Por lo general, las infecciones por hongos que son de interés en cirugía son causadas por agentes que actúan en forma oportunista en pacientes debilitados en quienes los mecanismos normales de defensa están bloqueados o afectados.
Aspergillus

En algunos casos colonizan las vías respiratorias superiores de individuos sanos, pero en los enfermos inmunodeprimidos pueden infectar el oído, los senos paranasales, las órbitas oculares e incluso el cerebro. A veces lesionan los vasos sanguíneos pequeños del pulmón, forman trombos y simulan tuberculosis.
Candida
Son habitantes normales de la boca, nariz, faringe y tubo digestivo, lo que dificulta el diagnóstico de la enfermedad. La especie más común es Candida albicans. Se produce cuando existen estados de desnutrición, diabetes mellitus y uso de medicamentos que deprimen la respuesta inmunitaria del huésped.

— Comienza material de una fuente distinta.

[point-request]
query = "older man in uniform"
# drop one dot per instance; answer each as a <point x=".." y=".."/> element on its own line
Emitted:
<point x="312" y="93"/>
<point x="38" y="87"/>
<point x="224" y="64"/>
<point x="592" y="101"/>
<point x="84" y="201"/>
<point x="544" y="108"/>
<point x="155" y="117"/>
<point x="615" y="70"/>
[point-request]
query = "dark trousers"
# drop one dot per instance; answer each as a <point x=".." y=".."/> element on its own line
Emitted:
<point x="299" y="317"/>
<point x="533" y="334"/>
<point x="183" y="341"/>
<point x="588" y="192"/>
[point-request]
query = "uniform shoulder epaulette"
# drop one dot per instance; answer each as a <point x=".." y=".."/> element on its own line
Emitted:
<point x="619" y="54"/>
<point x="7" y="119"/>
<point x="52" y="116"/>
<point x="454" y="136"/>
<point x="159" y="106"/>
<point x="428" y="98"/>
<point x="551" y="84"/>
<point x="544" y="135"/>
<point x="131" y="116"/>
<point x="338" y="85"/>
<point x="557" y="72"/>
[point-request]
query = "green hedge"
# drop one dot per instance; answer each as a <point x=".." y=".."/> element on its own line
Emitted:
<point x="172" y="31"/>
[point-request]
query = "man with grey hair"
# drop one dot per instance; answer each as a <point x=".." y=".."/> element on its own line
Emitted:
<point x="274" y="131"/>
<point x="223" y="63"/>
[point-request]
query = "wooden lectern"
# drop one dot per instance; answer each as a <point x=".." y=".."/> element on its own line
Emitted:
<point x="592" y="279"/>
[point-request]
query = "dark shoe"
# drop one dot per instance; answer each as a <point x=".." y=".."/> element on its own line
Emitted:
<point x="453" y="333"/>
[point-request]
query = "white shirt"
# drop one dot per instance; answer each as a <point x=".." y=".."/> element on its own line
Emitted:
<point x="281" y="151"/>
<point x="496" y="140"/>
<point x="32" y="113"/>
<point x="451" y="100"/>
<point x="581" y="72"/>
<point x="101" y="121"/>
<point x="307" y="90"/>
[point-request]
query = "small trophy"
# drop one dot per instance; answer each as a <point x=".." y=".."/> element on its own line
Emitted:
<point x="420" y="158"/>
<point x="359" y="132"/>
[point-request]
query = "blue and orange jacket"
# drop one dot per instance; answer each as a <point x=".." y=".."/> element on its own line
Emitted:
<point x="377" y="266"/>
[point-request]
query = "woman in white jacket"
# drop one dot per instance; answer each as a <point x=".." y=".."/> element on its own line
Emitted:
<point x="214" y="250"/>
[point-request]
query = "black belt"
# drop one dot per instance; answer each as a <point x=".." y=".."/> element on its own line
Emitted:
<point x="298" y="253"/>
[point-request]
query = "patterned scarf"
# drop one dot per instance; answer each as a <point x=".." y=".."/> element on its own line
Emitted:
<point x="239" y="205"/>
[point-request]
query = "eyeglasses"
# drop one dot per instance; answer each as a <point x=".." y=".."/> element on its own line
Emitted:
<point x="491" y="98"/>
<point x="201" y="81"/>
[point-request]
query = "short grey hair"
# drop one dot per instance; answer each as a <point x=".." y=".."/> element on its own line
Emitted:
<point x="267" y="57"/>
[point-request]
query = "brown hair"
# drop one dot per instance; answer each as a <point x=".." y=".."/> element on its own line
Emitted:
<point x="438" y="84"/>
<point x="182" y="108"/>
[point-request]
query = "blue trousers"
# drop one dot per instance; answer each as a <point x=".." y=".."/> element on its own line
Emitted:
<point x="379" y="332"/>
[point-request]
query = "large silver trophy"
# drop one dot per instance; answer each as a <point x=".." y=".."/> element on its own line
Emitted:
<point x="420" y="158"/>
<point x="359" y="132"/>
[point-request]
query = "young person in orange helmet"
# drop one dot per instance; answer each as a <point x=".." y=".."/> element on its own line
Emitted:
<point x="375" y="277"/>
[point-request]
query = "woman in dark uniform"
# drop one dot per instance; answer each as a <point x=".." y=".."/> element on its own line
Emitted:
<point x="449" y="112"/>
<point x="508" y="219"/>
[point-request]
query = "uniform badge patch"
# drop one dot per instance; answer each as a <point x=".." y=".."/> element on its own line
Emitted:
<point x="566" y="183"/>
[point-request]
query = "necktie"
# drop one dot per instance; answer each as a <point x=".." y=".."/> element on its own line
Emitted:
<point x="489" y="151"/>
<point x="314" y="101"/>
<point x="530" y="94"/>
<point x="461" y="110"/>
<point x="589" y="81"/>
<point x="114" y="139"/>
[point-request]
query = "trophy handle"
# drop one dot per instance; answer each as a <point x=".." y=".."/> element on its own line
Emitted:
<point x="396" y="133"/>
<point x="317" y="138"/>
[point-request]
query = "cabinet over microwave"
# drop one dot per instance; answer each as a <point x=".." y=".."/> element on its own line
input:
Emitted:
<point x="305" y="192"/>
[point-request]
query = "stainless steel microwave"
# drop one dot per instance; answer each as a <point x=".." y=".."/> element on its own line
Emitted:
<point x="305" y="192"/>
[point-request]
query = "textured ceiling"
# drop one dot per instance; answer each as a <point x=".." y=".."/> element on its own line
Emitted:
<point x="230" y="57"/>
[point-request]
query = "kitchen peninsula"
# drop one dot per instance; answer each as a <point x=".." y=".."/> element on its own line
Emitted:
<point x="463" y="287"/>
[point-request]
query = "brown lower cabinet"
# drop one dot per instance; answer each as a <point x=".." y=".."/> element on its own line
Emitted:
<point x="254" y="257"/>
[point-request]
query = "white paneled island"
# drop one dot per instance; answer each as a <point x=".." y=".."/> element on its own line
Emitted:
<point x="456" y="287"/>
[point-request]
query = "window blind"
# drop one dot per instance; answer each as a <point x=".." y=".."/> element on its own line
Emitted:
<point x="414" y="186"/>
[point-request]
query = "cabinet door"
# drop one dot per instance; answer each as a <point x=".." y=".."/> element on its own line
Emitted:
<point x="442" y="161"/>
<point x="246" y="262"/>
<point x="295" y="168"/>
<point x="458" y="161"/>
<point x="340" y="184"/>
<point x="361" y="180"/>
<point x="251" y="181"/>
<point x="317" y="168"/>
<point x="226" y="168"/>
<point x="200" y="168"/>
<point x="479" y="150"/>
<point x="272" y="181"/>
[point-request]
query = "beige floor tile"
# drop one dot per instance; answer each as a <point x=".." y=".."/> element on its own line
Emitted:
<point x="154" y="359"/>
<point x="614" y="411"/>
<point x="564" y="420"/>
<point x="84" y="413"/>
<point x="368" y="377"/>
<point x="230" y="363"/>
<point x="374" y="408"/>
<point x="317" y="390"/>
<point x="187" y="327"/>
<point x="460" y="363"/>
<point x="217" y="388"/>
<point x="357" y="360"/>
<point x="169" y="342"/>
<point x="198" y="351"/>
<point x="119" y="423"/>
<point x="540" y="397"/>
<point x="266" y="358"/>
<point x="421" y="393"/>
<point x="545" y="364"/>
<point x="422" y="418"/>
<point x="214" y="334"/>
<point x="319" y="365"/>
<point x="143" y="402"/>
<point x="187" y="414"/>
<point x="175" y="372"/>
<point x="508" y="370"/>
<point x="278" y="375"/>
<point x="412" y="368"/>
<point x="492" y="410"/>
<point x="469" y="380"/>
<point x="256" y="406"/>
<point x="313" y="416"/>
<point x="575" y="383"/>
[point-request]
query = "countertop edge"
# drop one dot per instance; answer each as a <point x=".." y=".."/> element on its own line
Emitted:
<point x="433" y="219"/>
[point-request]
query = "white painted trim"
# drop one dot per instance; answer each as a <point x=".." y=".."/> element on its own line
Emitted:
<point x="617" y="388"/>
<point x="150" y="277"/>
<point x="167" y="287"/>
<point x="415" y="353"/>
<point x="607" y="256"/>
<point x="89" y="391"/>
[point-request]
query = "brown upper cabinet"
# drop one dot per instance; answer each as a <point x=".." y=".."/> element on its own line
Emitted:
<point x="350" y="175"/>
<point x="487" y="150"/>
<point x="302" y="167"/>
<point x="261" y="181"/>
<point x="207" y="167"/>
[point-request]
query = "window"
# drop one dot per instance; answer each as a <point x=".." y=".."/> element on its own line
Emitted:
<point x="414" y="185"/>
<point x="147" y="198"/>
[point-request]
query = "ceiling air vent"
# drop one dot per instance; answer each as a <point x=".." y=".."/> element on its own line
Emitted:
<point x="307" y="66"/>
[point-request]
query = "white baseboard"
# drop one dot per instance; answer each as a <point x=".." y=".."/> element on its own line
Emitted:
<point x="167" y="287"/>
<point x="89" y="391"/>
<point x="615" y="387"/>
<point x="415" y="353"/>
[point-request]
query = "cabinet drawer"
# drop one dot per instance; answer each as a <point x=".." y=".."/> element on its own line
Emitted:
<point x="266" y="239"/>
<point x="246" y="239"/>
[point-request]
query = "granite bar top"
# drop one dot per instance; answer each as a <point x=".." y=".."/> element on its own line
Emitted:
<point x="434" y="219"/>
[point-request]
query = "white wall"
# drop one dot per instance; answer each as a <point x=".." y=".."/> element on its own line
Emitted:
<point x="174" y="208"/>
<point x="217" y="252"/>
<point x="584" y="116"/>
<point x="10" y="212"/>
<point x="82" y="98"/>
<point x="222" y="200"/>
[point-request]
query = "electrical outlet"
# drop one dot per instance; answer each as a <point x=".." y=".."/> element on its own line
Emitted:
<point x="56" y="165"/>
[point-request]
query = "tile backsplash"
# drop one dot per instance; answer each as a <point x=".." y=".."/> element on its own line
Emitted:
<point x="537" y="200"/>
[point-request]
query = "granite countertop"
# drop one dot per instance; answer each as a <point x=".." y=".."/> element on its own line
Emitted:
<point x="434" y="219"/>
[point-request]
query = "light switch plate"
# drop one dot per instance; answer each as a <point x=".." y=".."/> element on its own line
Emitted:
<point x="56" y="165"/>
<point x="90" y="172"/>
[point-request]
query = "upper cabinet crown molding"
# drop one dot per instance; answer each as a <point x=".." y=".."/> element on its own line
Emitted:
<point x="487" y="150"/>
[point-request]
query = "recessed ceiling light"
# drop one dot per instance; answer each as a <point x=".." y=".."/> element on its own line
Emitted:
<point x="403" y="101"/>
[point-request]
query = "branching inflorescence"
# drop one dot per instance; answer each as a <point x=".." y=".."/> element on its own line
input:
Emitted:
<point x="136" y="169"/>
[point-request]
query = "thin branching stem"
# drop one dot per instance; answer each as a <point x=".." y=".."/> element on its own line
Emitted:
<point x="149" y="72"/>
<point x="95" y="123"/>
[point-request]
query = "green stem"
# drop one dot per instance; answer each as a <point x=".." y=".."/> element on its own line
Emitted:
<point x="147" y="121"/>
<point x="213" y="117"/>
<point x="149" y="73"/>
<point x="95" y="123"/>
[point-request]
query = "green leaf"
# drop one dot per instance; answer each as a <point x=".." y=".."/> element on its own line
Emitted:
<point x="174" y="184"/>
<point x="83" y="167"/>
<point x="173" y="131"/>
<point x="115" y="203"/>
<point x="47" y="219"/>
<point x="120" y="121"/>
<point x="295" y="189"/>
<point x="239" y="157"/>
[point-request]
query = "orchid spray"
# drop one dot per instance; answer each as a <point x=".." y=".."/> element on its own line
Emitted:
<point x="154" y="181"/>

La candidiasis cutánea afecta las áreas húmedas de la piel, en particular los pliegues. En las mucosas produce placas blanquecinas con ulceraciones. La candidiasis vaginal es común en el embarazo. La candidiasis invasiva se inicia con una sobrepoblación de Candida en las mucosas y puede penetrar a los tejidos e incluso al torrente sanguíneo. Los episodios de entrada a la sangre se conocen como fungemia y, con el tiempo, los hongos se pueden implantar en las estructuras valvulares del corazón ocasionando endocarditis. La diseminación en la sangre puede acompañarse de una infección polimicrobiana.

VIRUS
Son tan pequeños que sólo son visibles al microscopio electrónico; su composición es tan simple que entre sus constituyentes se encuentra un solo tipo de ácido nucleico y, por tanto, tienen que vivir en el interior de otro organismo unicelular o pluricelular. El más temido de los padecimientos virales es la inmunodeficiencia humana, que por sus características epidémicas obliga al control sanitario riguroso, y el riesgo de ser adquirido en una intervención quirúrgica se estima desde 1:40 000 hasta 1:1 000 000 cuando se utiliza sangre o sus derivados.
Virus de la hepatitis
La hepatitis es muy común; se calcula que puede ocurrir hasta en 10% de las personas que reciben transfusiones de sangre.Se conocen varios tipos de virus que causan esta enfermedad: A, B, C, D y E, pero el citomegalovirus y el virus de Epstein-Barr también pueden causarla.
Las hepatitis A y E
Se deben a virus RNA que se adquieren por ingestión de alimentos contaminados con materia fecal, y rara vez afecta a los enfermos quirúrgicos.
La hepatitis B
Es causada por un virus DNA que tiene numerosos marcadores antigénicos en su proteína exterior, y es transmitido por vías parenterales, pero se sabe que se puede adquirir por contacto bucal y sexual. La infección es capaz de conducir a enfermedad con síntomas o sin ellos. Cuando se manifiesta, se aprecia ictericia debida a la presencia de pigmentos biliares en la sangre, debilidad muscular, letargo y mal estado general. La magnitud de las manifestaciones depende del grado de extensión de la infección en el hígado.
La mayoría de los casos se resuelve sin secuelas, pero alrededor de 10 a 15% de los enfermos continúa en una fase persistente o crónica de afección hepática, evidenciada por la presencia de antígenos circulantes.
Las personas más expuestas al riesgo son las que reciben trasplante de órganos, las que son objeto de múltiples transfusiones y se conectan por periodos prolongados a sistemas de riñón artificial.

Hepatitis C
Se observa aumento de las enzimas hepáticas y la afección evoluciona a antigenemia crónica de modo muy similar a como sucede en la hepatitis B. La transmisión ocurre a través de los productos de la sangre.
Virus D
No causa la enfermedad cuando se encuentra solo, pero puede actuar como virus coinfectante en la hepatitis B, dando una forma más grave del padecimiento.
Herpesvirus
Causan las infecciones más comunes en los enfermos inmunodeprimidos y en quienes se someten a trasplante de órganos junto con los citomegalovirus, virus Epstein-Barr y varicela zoster. Son más comunes en los periodos de máxima medicación inmunosupresora después del trasplante y en los lapsos en que se realiza control de estados de rechazo.
El citomegalovirus es el agente patógeno más común en la infección viral posterior al trasplante. El germen puede existir en forma latente en los tejidos y reactivarse cuando se deprime el aparato inmunitario; puede infectar casi cualquier órgano, pero es más común en riñón, hígado, pulmón, tubo digestivo y cerebro.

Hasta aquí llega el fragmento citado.